Trial date set for man charged in death of Roan Mtn. Woman

By Abby Morris
Star Staff
amorris@starhq.com

   A July trial date has been set in the case against a man charged in the death of a Roan Mountain woman after the car he was driving collided with hers in October, 2001.
   Richard Dale Hughes, 39, 103 Pritchard St., was charged with aggravated vehicular homicide in the death of Meloney S. Bowers, 33, 536 Teaberry Road. He will stand trial in Carter County Criminal Court on July 16.
   According to police reports on the accident, Hughes was traveling north on U.S. Highway 19E when he lost control of his vehicle, crossed the center line, then struck the car Bowers was driving nearly head-on. Both vehicles were destroyed in the accident.
   The accident occurred approximately one-half mile north of the North Carolina line near the intersection of U.S. Highway 19E and Bear Branch Road.
   Bowers was transported to the Johnson City Medical Center by Wings Air Rescue and was pronounced dead at that hospital shortly after her arrival, according to reports.
   Tennessee Highway Patrol Trooper Mark Musick responded to the accident and stated at that time that Hughes was being pursued by officers with the Avery County, N.C. Sheriff's Department when the accident occurred.
   At the time of the incident, Carter County Sheriff John Henson stated that Avery County Sheriff Edward Guinn and a detective from the Avery County Sheriff's Department were in pursuit of the vehicle that Hughes was driving.
   "I was talking with Sheriff Guinn, and he advised that the vehicle had run several vehicles off the road, and that's why they were trying hard to stop him," Henson told the Elizabethton Star at the time of the accident. "They were fixing to cut pursuit once they came into Tennessee, but they didn't have time."

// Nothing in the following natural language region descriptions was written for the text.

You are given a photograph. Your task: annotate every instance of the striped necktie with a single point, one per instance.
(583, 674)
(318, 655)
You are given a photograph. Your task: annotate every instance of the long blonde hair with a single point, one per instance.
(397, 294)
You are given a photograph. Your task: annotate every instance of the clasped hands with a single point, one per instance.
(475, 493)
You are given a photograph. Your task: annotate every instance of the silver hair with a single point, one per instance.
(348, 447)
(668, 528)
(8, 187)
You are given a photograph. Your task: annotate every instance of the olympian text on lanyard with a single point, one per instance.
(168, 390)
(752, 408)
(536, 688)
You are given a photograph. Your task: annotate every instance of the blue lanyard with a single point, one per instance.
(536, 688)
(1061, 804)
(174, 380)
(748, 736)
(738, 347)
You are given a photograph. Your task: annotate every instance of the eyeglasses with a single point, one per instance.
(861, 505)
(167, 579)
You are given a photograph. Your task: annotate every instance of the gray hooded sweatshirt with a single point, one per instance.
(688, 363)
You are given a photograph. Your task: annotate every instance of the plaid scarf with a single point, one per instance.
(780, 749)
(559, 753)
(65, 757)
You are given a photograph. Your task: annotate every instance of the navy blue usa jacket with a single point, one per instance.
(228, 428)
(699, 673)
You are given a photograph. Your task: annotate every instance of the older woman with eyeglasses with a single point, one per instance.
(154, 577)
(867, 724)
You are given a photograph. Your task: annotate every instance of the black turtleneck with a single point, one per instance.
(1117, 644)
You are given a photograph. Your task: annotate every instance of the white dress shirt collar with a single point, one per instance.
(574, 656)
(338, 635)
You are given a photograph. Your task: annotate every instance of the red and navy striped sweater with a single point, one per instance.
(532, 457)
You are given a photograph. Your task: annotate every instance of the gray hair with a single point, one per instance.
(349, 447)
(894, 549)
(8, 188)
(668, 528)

   Hughes was taken into custody at the scene and treated at Sycamore Shoals Hospital for a leg injury before he was transported to the Carter County Jail.
   Musick said the crash was alcohol-related. According to court documents, Hughes has a history of alcohol related offenses, including four convictions for driving under the influence, three of which occurred within a four month period in 1992 and the fourth in March, 1999.
   The indictment, handed down by the Grand Jury that charged Hughes with aggravated vehicular homicide, states that he "did recklessly kill Meloney Bowers, while (he) was operating a motor vehicle while under the influence of an intoxicant, and the said accident was a proximate result of intoxication."
   In 2002, the court ordered that Hughes be evaluated by the Tennessee Department of Mental Health and Developmental Disabilities to see if he was competent to stand trial. In a letter dated November 2002, officials from Lakeshore Mental Health Institute state that Hughes was "experiencing a mental deficit" at the time of the accident. "However, the team also determined that Mr. Hughes' mental deficit did not impair his ability to appreciate the nature or wrongfulness of his alleged behavior," the letter stated.
   In addition to concluding that Hughes was competent to stand trial, the evaluation team from Lakeshore Mental Health Institute also evaluated Hughes' level of alcohol use. "The team highly recommends that Mr. Hughes abstain from alcohol consumption in order to maintain his psychiatric stability," the letter said.